In that regard, the central flaw of Tolstoy’s War and Peace is clearly that leprechauns do not play as integral a role as they should in the epic masterwork; and by that I mean there are absolutely no leprechauns whatsoever in War and Peace as Tolstoy seemingly envisioned it. Perhaps the versions I have experienced are only a result of poor translation and the absence of leprechauns is simply a case of their being untrue to Tolstoy’s artistic vision. Nevertheless, I am considering the forming of a petition to have leprechauns posthumously inserted into Tolstoy’s War and Peace. They would, no doubt, clear up many of the inconsistencies and much of the confusion left in the original work. For instance, much of Napoleon’s failure could most likely be attributed to leprechaun related instances which were perhaps edited out of the original work over concerns of length and readability.
Having myself watched parts of the movie Leprechaun, I can readily understand those concerns. I found it increasingly difficult to read Tolstoy’s War and Peace while the movie Leprechaun flashed away in the background as televised white noise.
The parts of Leprechaun I have seen (and the parts of War and Peace that I have read) have also terrified me away from eating Lucky Charms cereal. There’s always the fear that that little cartoon leprechaun will want his marshmallows back and a young Jennifer Aniston won’t be there to comfort me, as she was in the Leprechaun movie, comforting me from such an unfortunate Lepre-Epic.
Call me paranoid, but stranger things have happened. Particularly in those leprechaun movies.
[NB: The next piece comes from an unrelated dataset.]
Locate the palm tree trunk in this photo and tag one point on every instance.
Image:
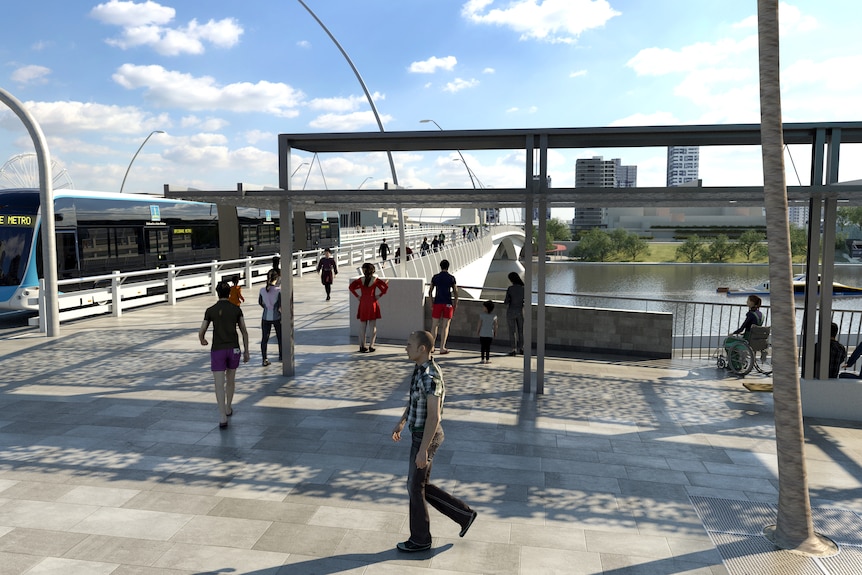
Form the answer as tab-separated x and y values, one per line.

Chances are, the Lucky Charms leprechaun would desire his marshmallows much the same as the movie leprechaun would desire his gold. My guess is that it has something to do with an obsessive hoarding compulsion that could be treated with either therapy or medication. Clearly, the gold and/or marshmallows could serve no other purpose to a magical leprechaun.
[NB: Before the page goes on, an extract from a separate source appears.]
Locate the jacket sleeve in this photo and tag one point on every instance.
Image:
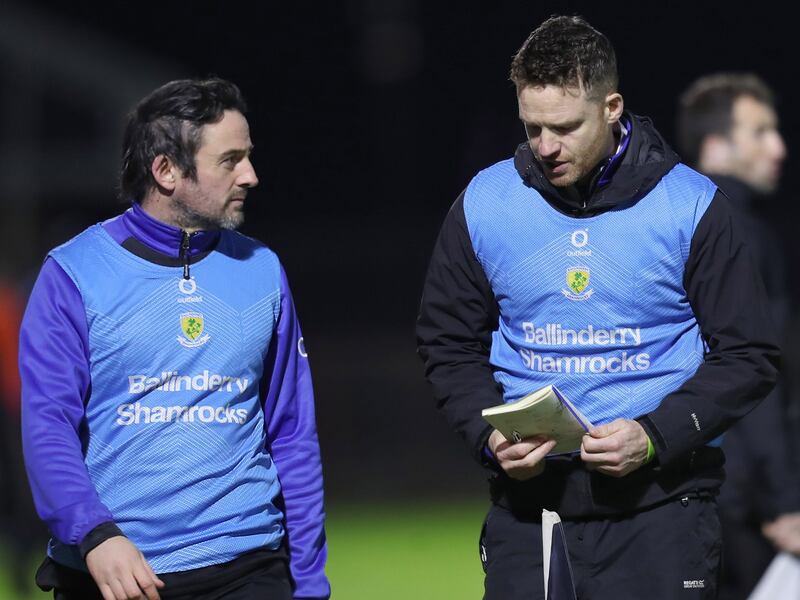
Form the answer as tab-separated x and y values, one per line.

In that case, the leprechaun in question would truly have to step back and evaluate the quality of his life. His obsessive concern for gold and/or marshmallows, as the case may be, must then be gauged and analyzed in an attempt to recognize its counterproductive nature and overall emotional hindrance to the leprechaun’s quality of life. Why does he desire gold (and marshmallows) so much? And is it truly enhancing the quality of his life? Or merely fueling a counterproductive obsession that actually detracts from the leprechaun’s total creative output, potential, positively experiencing life, and successfully interacting with other leprechauns on a meaningful social level?
An imbalance during the Freudian “anal stage” of leprechaun development could possibly be taken as a significant factor of the problem. Perhaps 20 mg of Prozac would slowly get the leprechaun to open up and begin the process of social integration.
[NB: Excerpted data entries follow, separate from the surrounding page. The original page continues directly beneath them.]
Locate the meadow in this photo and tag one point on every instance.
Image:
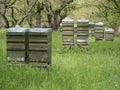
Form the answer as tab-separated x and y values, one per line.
94	68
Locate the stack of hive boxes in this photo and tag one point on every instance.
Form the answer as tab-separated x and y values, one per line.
109	34
99	31
68	32
92	28
82	32
40	46
16	45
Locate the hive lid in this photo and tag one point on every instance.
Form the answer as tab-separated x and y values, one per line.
99	24
42	30
17	29
83	20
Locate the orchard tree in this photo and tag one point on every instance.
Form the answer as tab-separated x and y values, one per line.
56	10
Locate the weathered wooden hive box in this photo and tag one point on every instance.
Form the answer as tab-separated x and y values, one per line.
109	34
40	44
82	32
16	48
99	31
92	28
67	32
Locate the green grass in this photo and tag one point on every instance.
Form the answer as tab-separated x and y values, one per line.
95	68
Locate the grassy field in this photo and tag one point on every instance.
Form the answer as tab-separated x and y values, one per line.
95	68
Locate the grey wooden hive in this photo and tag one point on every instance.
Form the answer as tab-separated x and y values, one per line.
92	28
16	47
109	34
40	45
99	31
67	32
82	32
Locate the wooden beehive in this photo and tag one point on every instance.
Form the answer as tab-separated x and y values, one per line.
82	32
68	32
99	31
92	28
109	34
40	44
16	47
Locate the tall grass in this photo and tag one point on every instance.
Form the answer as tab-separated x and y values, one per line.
95	68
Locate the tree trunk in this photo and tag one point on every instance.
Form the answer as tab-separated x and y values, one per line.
6	21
With the leprechaun’s interest in, and experience with, gold, perhaps the next step would be for him to conduct a thorough job search to help refocus his attentions. Perhaps something in banking. Or the food services, if it becomes necessary to keep the leprechaun away from the continual lure of gold-based anxiety and obsessions.
Perhaps even a move into the movie industry might not be such an unthinkable notion. After all, the leprechaun can then advertise his own difficulties to other leprechauns suffering from similar afflictions. Perhaps he could even enter into a series of movies documenting his life, his sense of isolation, and his coming to terms with such difficulties. Movies (or books) such as Gold: Dealing With Obsession Based Anxiety and Social Pressure in Contemporary Leprechaun Culture; or Leprechaun: My Life On the Dark Side of the Rainbow; or Leprechaun: Jennifer Aniston and I; or But Were the Marshmallows Hoarding Me?: Coming to Grips With Functional Psychosis.
Or Leprechaun 4: Leprechaun in Space.